Voor wie sta ik hier? Voor wie staan wij hier? Dat is de vraag die ik mijzelf stel nu ik hier voor het eerst namens de ChristenUnie het woord voer. Twee weken geleden werd ik beëdigd als Kamerlid en vandaag mag ik hier al staan, op een voor mij ook speciale dag.

Op 15 maart 2007 werd ik beëdigd als lid van Provinciale Staten in Groningen. En vandaag, op de dag af 10 jaar en 8 maanden later, is mijn opvolger beëdigd en is een einde gekomen aan mijn Statenlidmaatschap daar. Het afscheid schiet er nu even bij in, maar, ‘als de Kameragenda dat toelaat’ - dát heb ik in deze twee weken al wel geleerd – dan komt het er hopelijk nog een keer van.

Toen ik in 2007 Statenlid in Groningen werd, wilde ik mijn verantwoordelijkheid oppakken in de samenleving. Ik besef nu dat dat wel wat grote woorden waren, voor de rechtenstudent die ik toen was. Maar toch, zo ervoer ik het. Als ik nu terugkijk op die periode dan komen mij vooral de mensen voor ogen voor wie ik er mocht staan.

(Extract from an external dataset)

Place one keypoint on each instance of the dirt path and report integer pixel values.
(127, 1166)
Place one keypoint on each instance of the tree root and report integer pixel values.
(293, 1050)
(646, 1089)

Ik denk aan de ouders die een jeugdzorgaanbieder wilden kiezen die het beste bij hun kind en hun opvoeding past; Aan de bewoners die wilden delen in de opbrengsten van de windmolens bij hun in de buurt;
Ik denk aan de uitgeprocedeerde asielzoekers uit Irak die uit protest wekenlang een tentenkamp opsloegen in Ter Apel, maar waar geen stromend water was; en aan de vluchtelingen uit Syrië, die met alles wat ze nog mee konden nemen langs de aardappelvelden moesten lopen voordat ze bij het aanmeldcentrum in Ter Apel aankwamen, maar nu de bus kunnen nemen; Ik denk ook aan de boeren die ruimte wilden om hun bedrijf verder te ontwikkelen in ruil voor investeringen in duurzaamheid; Aan de voedselbanken die het eten gekoeld wilden transporteren en grote voedseltuinen wilden opzetten in de provincie;
En aan de scholieren die met korting naar de school van hun keuze wilden reizen.

Als ik terugkijk op die periode in Groningen was de aardbeving in Huizinge als gevolg van de gaswinning in 2012 – de zwaarste tot nu toe, een keerpunt. Veel mensen zijn de wanhoop nabij. Ze voelen zich onveilig, hebben een groot gevoel van onmacht en weten niet meer waar ze het moeten zoeken. Ze hebben het vertrouwen in de overheid verloren. Daar ligt een opdracht, ook voor de overheid, om te werken aan het herstel van vertrouwen om mensen weer perspectief te geven.Ik ben veel bij de mensen thuis geweest en heb hun verhalen gehoord. Toen heb ik pas echt ervaren wat het betekent om volksvertegenwoordiger te zijn, om naast de mensen te staan, en om te streven naar recht, als er onrecht plaatsvindt.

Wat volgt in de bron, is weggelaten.